2. Case I: Pole-Cart Problem

2.1. Installation

(i) Install Python 2, Python 3, and pip.

(ii) Anaconda may be a more easy way.

(iii) Activate a virtual environment by ‘python3 -m venv plaidml-venv’, and ‘source plaidml-venv/bin/activate’; or by ‘conda create py26’.

(iv) In the virtual environment, install TensorFlow (1.14.0, by: python -m pip install –upgrade https://storage.googleapis.com/tensorflow/mac/cpu/tensorflow-1.14.0-py3- none-any.whl, numpy shall be installed separately) and Keras (2.2.4). Hint: Do NOT install the most updated versions because the code packages would be incompatible†

(v) Install plaidml-keras to enable cross-platform hardware (read “plaidml/install.rst ... pdf”).

(vi) Setup plaidml by typing ‘plaidml-setup’. Hint: Choose your own GPU card option. (vii) install OpenAI Gym (https://github.com/openai/gym)

2.2. Test

Open Python3, go through the code, ‘Pole-cart_Xun.py ’ (about the Gym env ’CartPole-v0’).

2.3. Try the RL agent

Install keras-rl (read: Using Keras Reinforcement Learning API with OPENAI GYM).

Open Python3, go through the code, ‘Pole-cart_Xun2.py ’ (about the Gym env ’CartPole-v1’).

2.4. Report

Email me a report by next Wednesday and answer the following questions:

(i) Make the model work.

(ii) What does DQN mean?

(iii) Why the best reward is 500?

(iv) What does ‘SARSAAgent’ mean?

(v) modify the network size and compare the different performance. (vi) (Optional): Explain the agent and the policy (EpsGreedyQPolicy).

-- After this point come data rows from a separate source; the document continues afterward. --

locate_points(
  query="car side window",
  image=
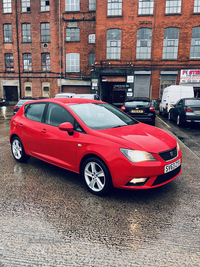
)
(57, 114)
(35, 111)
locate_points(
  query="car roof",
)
(138, 98)
(68, 100)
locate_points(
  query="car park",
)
(95, 139)
(140, 108)
(186, 110)
(3, 102)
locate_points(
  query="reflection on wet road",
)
(49, 219)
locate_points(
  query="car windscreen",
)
(137, 103)
(22, 101)
(192, 102)
(101, 116)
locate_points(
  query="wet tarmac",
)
(48, 218)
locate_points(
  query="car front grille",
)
(169, 154)
(166, 177)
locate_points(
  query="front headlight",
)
(137, 155)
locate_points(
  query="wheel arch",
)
(91, 155)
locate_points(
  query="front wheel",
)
(18, 150)
(96, 176)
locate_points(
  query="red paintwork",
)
(57, 147)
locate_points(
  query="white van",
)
(171, 95)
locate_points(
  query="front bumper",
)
(124, 171)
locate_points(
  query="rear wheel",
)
(18, 150)
(96, 176)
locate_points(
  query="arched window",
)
(113, 44)
(143, 43)
(170, 43)
(195, 43)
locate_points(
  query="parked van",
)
(171, 95)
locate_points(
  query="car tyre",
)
(96, 176)
(18, 150)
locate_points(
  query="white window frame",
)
(72, 62)
(145, 7)
(72, 5)
(7, 6)
(173, 6)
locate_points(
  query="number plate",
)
(172, 166)
(136, 111)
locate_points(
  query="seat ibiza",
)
(98, 141)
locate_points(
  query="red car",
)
(106, 146)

(vii) (Optional and advanced topic): Explain the whole coding structure inside the agent, such as what is forward, backward, and step and the associated connections? I will announce the best report and invite him/her to present the work next Friday.

3. Follow up study of the CartPole case

3.1. Introduction

In the previous section, you have learned how to start deep learning environment, and what is its possible applications in practical problems. But all the code are highly encapsulated, which means the implementation details are hidden in classes, that would prevent further understanding of the specific concepts. Hence, here I suggest some further readings and tests.

3.2. Steps

The understanding can be deepened by following the steps below.

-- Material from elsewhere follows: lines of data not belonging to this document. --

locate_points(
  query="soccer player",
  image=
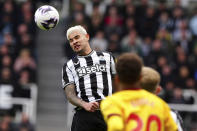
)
(150, 82)
(87, 79)
(132, 108)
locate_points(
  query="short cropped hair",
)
(150, 79)
(129, 66)
(77, 27)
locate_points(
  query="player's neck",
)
(130, 87)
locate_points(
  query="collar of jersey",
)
(87, 54)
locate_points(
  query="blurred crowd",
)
(17, 58)
(164, 36)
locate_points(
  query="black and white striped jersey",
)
(91, 74)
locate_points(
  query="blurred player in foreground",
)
(150, 82)
(132, 108)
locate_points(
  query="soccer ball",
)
(46, 17)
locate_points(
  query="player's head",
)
(129, 67)
(78, 38)
(150, 80)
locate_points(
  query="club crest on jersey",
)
(81, 71)
(101, 58)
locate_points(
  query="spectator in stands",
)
(98, 42)
(146, 47)
(24, 60)
(6, 124)
(131, 43)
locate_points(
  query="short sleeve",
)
(112, 115)
(67, 76)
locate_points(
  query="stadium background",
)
(162, 32)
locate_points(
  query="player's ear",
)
(88, 36)
(158, 89)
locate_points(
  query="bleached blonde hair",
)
(74, 28)
(150, 79)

(i) I always use Keras because of its simplicity and cross-platform .

(ii) Go through and understand every line of the code on:

https://keras.io/examples/rl/actor_critic_cartpole/.

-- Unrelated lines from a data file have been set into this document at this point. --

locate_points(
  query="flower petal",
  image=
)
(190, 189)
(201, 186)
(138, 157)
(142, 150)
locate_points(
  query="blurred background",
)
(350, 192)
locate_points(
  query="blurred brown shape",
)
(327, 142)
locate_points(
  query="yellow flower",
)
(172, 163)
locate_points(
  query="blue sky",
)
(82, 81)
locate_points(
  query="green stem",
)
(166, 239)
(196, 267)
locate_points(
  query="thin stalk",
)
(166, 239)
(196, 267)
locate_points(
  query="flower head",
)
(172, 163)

(iii) A much more complicated code can be found from keras-rl: https://github.com/keras- rl/keras-rl. It consists of many routines and functions and examples.

(iv) First install it and then focus on the dqn example: dqn_cartpole.py.

(v) Debug this code (by ‘import pdb’and ‘pdb.set_trace() ’and step through the whole code), and write down the calling connections between classes and functions.

(vi) Start to modify the dqn code, dqn.py, which is generic and cumbersome, to finally understand the basic concept.

(vii) Google every question you have about any unknown python grammar and Keras issues.

3.3. Test

Here I suggest a new question to testify whether you really understand and know how to solve your own problem:

Q: Modify the cart-pole case. The current one only control the attitude of the pole (to hold at θ = 0deg). Now the new task is to control both the attitude of the pole and the position of the cart, i.e., θ = 0 and x = 0.

Explanation: Physically, during the launch of a rocket, it’s attitude shall be normal to the ground and its x position is fixed too. In dqn, the new question suggests that a neural network model shall output two Q values for both θ and x.